I'm trying to read the messages from kafka (version 10) in spark and trying to print it.
import spark.implicits._
val spark = SparkSession
.builder
.appName("StructuredNetworkWordCount")
.config("spark.master", "local")
.getOrCreate()
val ds1 = spark.readStream.format("kafka")
.option("kafka.bootstrap.servers", "localhost:9092")
.option("subscribe", "topicA")
.load()
ds1.collect.foreach(println)
ds1.writeStream
.format("console")
.start()
ds1.printSchema()
getting an error Exception in thread "main"

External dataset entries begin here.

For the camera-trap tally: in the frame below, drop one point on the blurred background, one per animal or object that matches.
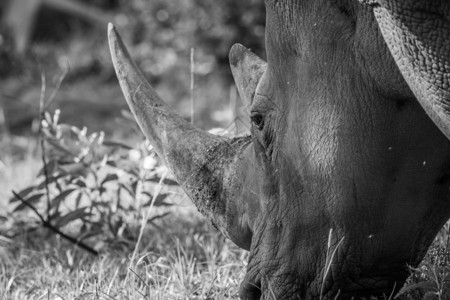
(79, 165)
(67, 38)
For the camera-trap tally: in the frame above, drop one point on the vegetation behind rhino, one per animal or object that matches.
(348, 116)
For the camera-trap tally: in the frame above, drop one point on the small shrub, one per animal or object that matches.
(93, 187)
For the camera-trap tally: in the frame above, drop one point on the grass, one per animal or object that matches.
(176, 257)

org.apache.spark.sql.AnalysisException: Queries with streaming sources
must be executed with writeStream.start();;
You are branching the query plan: from the same ds1 you are trying to:
ds1.collect.foreach(...)
ds1.writeStream.format(...){...}
But you are only calling .start() on the second branch, leaving the other dangling without a termination, which in turn throws the exception you are getting back.

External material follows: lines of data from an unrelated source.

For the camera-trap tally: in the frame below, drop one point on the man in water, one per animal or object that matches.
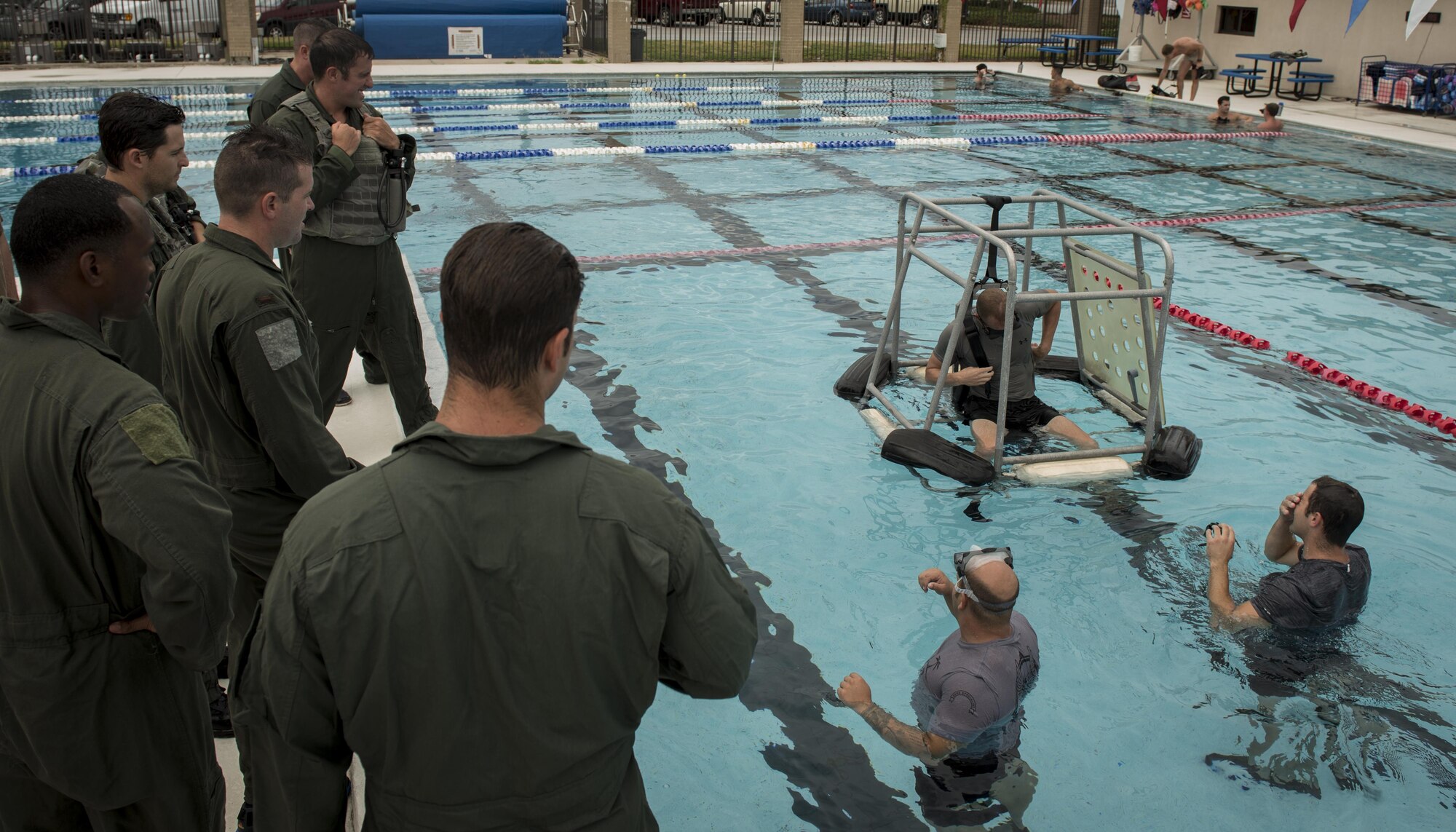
(1189, 52)
(1272, 119)
(976, 379)
(537, 594)
(1225, 115)
(1329, 578)
(1062, 86)
(968, 699)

The solution is to start both branches and await termination.
val ds1 = spark.readStream.format("kafka")
.option("kafka.bootstrap.servers", "localhost:9092")
.option("subscribe", "topicA")
.load()
val query1 = ds1.collect.foreach(println)
.writeStream
.format("console")
.start()
val query2 = ds1.writeStream
.format("console")
.start()
ds1.printSchema()
query1.awaitTermination()
query2.awaitTermination()
I struggled a lot with this issue. I tried each of suggested solution from various blog.

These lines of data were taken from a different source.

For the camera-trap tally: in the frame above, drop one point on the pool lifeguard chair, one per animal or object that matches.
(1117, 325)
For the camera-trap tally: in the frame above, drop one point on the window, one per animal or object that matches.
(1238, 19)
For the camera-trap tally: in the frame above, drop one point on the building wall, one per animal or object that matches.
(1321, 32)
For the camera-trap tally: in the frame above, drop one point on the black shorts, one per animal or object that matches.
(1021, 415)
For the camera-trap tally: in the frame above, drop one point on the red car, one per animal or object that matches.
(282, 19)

But I my case there are few statement in between calling start() on query and finally at last i was calling awaitTerminate() function that cause this.
Please try in this fashion, It is perfectly working for me.
Working example:
val query = df.writeStream
.outputMode("append")
.format("console")
.start().awaitTermination();
If you write in this way that will cause exception/ error:
val query = df.writeStream
.outputMode("append")
.format("console")
.start()
// some statement
// some statement
query.awaitTermination();
will throw given exception and will close your streaming driver.
i fixed issue by using following code.
val df = session
.readStream
.format("kafka")
.option("kafka.bootstrap.servers", brokers)
.option("subscribe", "streamTest2")
.load();
val query = df.writeStream
.outputMode("append")
.format("console")
.start()
query.awaitTermination()
Kindly remove ds1.collect.foreach(println) and ds1.printSchema() , use outputMode and awaitAnyTermination for background process Waiting until any of the queries on the associated spark.streams has terminated
val spark = SparkSession
.builder
.appName("StructuredNetworkWordCount")
.config("spark.master", "local[*]")
.getOrCreate()
val ds1 = spark.readStream.format("kafka")
.option("kafka.bootstrap.servers", "localhost:9092")
.option("subscribe", "topicA") .load()
val consoleOutput1 = ds1.writeStream
.outputMode("update")
.format("console")
.start()
spark.streams.awaitAnyTermination()
|key|value|topic|partition|offset|
+---+-----+-----+---------+------+
+---+-----+-----+---------+------+
I was able to resolves this issue by following code. In my scenario, I had multiple intermediate Dataframes, which were basically the transformations made on the inputDF.
val query = joinedDF
.writeStream
.format("console")
.option("truncate", "false")
.outputMode(OutputMode.Complete())
.start()
.awaitTermination()
joinedDF is the result of the last transformation performed.